Using CRC32 algorithm to hash string at compile-time

Vinz243 picture Vinz243 · Feb 23, 2015 · Viewed 8.9k times · Source

Basically I want in my code to be able to do this:

 Engine.getById(WSID('some-id'));

Which should get transformed by

 Engine.getById('1a61bc96');

just before being compiled into asm. So at compile-time.

This is my try

constexpr int WSID(const char* str) {
    boost::crc_32_type result;
    result.process_bytes(str,sizeof(str));
    return result.checksum();
}

But I get this when trying to compile with MSVC 18 (CTP November 2013)

error C3249: illegal statement or sub-expression for 'constexpr' function

How can I get the WSID function, using this way or any, as long as it is done during compile time?

Tried this: Compile time string hashing

 warning C4592: 'crc32': 'constexpr' call evaluation failed; function will be called at run-time

EDIT:

I first heard about this technique in Game Engine Architecture by Jason Gregory. I contacted the author who obligingly answer to me this :

What we do is to pass our source code through a custom little pre-processor that searches for text of the form SID('xxxxxx') and converts whatever is between the single quotes into its hashed equivalent as a hex literal (0xNNNNNNNN). [...]

You could conceivably do it via a macro and/or some template metaprogramming, too, although as you say it's tricky to get the compiler to do this kind of work for you. It's not impossible, but writing a custom tool is easier and much more flexible. [...]

Note also that we chose single quotes for SID('xxxx') literals. This was done so that we'd get some reasonable syntax highlighting in our code editors, yet if something went wrong and some un-preprocessed code ever made it thru to the compiler, it would throw a syntax error because single quotes are normally reserved for single-character literals.

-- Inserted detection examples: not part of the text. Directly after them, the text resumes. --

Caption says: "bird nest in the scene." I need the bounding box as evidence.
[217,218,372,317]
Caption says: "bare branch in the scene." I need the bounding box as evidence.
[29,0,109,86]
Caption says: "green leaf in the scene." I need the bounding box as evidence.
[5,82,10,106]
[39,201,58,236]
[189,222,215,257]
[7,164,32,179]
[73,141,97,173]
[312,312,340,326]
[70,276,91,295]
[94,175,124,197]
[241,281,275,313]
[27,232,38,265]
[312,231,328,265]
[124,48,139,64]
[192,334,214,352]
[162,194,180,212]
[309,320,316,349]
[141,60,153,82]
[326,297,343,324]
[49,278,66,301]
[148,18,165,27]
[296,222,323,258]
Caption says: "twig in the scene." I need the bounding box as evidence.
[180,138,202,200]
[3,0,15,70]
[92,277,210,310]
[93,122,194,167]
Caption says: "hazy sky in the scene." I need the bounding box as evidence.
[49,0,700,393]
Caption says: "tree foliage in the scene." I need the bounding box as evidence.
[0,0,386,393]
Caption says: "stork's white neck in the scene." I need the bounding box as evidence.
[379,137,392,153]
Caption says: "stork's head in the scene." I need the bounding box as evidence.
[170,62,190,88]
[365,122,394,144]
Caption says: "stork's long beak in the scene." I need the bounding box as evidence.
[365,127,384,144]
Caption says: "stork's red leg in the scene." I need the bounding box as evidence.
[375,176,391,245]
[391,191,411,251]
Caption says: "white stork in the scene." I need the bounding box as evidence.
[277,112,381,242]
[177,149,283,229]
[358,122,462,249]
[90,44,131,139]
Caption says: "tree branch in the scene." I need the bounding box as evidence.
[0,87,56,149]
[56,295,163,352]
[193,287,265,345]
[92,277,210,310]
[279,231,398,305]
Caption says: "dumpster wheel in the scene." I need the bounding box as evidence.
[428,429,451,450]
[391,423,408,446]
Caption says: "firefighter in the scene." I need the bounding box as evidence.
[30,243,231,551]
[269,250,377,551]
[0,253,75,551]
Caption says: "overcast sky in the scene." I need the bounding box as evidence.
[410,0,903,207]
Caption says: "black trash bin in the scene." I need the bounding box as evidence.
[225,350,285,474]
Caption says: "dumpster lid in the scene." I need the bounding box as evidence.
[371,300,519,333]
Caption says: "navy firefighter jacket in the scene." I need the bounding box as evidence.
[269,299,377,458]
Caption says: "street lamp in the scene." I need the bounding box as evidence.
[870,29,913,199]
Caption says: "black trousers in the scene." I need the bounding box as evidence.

Note also that it's crucial to have your little pre-processing tool cache the strings in a database of some sort, so that the original strings can be looked up given the hash code. When you are debugging your code and you inspect a StringId variable, the debugger will normally show you the rather unintelligible hash code. But with a SID database, you can write a plug-in that converts these hash codes back to their string equivalents. That way, you'll see SID('foo') in your watch window, not 0x75AE3080 [...]. Also, the game should be able to load this same database, so that it can print strings instead of hex hash codes on the screen for debugging purposes [...].

But while preprocess has some main advantages, it means that I have to prepare some kind of output system of modified files (those will be stored elsewhere, and then we need to tell MSVC). So it might complicate the compiling task. Is there a way to preprocess file with python for instance without headaches? But this is not the question, and I'm still interested about using compile-time function (about cache I could use an ID index)

Answer

tux3 picture tux3 · Mar 2, 2015

Here is a solution that works entirely at compile time, but may also be used at runtime. It is a mix of constexpr, templates and macros. You may want to change some of the names or put them in a separate file since they are quite short.

Note that I reused code from this answer for the CRC table generation and I based myself off of code from this page for the implementation.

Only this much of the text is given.